You have come a long way, ARPANET.
Comments are closed.
Quiddity
The cross-linking of information has been a real boon, allowing readers to quickly access supplemental information in order to obtain a broader picture of a particular topic. Way back in the past, I’d be reading a political journal (like New Republic) and be hopping up to the bookshelves for more information (like that found in an almanac or magazine article on the same person or subject area). But now it’s all there within the browser. Cool.
Jack Roy
Heh heh… jokes about blowjobs.
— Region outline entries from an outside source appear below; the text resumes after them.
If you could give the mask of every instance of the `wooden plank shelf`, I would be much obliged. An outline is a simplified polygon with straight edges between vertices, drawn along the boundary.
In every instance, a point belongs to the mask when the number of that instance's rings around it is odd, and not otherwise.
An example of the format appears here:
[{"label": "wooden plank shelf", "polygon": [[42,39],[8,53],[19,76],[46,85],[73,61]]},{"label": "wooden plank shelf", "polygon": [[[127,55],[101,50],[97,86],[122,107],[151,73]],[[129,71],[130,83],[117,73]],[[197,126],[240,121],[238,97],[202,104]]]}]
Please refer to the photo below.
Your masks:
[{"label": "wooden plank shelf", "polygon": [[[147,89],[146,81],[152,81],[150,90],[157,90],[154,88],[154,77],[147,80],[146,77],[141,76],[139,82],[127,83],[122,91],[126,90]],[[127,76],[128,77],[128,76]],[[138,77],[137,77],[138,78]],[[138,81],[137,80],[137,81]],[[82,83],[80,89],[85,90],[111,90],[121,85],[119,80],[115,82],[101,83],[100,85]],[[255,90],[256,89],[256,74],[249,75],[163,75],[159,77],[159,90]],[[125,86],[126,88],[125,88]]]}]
Who says SNL isn’t as good as it used to be?
Punchy
You mean like this one?
jnfr
Your post goaded me to look up the details of my first old ‘net connection, through the Well, through BARRnet, into NSFnet, where I had to sign a no-commercial-use agreement every time I logged on. That was in the early and mid-90s. How quickly things have changed!
neil
Wow, it’s a revolution! The NY Times referencing a blogger paid by the New York Times, who links to a comedy skit produced by NBC! The Internet is truly tearing down the barriers to entry.
srv
And you have Sputnik to thank for all of that.
John Cole
Sometimes I hate you, Neil. But yeah, you are right.
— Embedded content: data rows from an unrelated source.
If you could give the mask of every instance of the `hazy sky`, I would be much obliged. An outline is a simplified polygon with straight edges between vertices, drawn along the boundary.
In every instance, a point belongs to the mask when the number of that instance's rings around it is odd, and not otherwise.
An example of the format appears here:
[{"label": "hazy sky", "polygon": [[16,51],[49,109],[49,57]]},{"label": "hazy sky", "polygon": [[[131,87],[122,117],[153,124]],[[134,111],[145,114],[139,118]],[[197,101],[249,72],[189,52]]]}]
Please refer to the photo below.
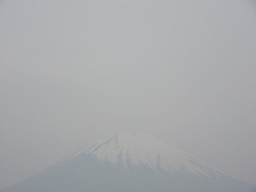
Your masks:
[{"label": "hazy sky", "polygon": [[123,130],[256,185],[253,3],[0,1],[0,189]]}]

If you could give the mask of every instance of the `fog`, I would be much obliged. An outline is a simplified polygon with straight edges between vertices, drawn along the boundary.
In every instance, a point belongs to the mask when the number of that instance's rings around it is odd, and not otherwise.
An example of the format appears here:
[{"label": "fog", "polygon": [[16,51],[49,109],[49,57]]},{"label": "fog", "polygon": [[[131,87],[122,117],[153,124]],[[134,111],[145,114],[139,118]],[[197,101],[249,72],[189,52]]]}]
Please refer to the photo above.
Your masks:
[{"label": "fog", "polygon": [[133,130],[256,185],[255,5],[0,1],[0,189]]}]

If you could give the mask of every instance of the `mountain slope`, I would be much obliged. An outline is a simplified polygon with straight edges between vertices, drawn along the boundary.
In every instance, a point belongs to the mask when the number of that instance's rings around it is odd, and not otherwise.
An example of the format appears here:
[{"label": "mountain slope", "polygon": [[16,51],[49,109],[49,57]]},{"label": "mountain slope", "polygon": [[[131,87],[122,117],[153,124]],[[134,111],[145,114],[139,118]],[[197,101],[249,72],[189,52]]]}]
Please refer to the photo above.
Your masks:
[{"label": "mountain slope", "polygon": [[151,136],[124,132],[113,134],[2,191],[252,192],[256,189]]}]

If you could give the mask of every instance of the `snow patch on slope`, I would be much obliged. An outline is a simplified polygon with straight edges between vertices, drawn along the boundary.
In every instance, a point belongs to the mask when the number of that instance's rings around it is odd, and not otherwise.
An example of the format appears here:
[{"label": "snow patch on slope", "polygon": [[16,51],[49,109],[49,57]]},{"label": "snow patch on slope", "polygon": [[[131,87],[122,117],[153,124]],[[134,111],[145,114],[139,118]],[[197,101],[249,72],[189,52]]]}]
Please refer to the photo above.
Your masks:
[{"label": "snow patch on slope", "polygon": [[198,177],[216,179],[224,173],[195,157],[154,137],[138,131],[114,133],[73,154],[96,157],[111,163],[122,163],[127,168],[127,160],[133,166],[147,166],[157,172],[159,166],[177,175],[184,173]]}]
I guess I just thought it was cool.
Zifnab
I think you haven’t quite realized the significance. The fact that corporate media is finally catching up to the link-state that you could find on any blog or forum five years ago rather than running you through some arcane, Byzantine maze of flub, shows that the corporate internet really has come a long way.
Bombadil
Has anyone ever done a study on whether there’s an Internet equivalent of “Six Degrees of Separation”? For example, if you were to pick a random link to another website, and click on a random link there, and so on, how long would it take to get back to the original site?
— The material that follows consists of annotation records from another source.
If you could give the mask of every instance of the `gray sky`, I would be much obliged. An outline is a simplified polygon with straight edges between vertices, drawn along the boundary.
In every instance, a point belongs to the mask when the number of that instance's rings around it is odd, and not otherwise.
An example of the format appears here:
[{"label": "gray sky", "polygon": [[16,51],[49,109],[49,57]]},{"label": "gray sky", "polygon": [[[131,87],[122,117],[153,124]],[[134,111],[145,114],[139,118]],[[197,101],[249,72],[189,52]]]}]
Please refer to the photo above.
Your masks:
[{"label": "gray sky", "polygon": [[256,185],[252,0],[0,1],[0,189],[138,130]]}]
How many clicks would it take to get from “Balloon Juice” to icanhascheezburger.com, just by selecting random links?
Cyrus
Well, going by random links, it would take a really long time, probably. However, Tim F. once put up a post linking to http://www.cuteoverload.com (maybe it was John, but I don’t think so), and I’d be very surprised if that page didn’t have a link to icanhascheezburger.com in its blogroll. Or at the very least, even if it doesn’t have a blogroll, links to it probably pop up in the comments sometimes. So, probably no more than three or four clicks.
Albert Gore Jr.
Why thank you Mr. Cole. I consider it one of my finest and innovative inven… (ahem) pieces of legislation.
SPIIDERWEB™
ARPANET?
Hahaha. Either you’re a student of internets tubes history or disclosing your age.
Nancy Irving
Not sure “Science and Technology” is the right tag here. What’s amazing about what the internet has become is what people have done with it, not the technology itself, which is really only an incidental enabler.
IOW, the internet, or rather what is *important* about the internet, is a social and cultural phenomenon, not a technological phenomenon.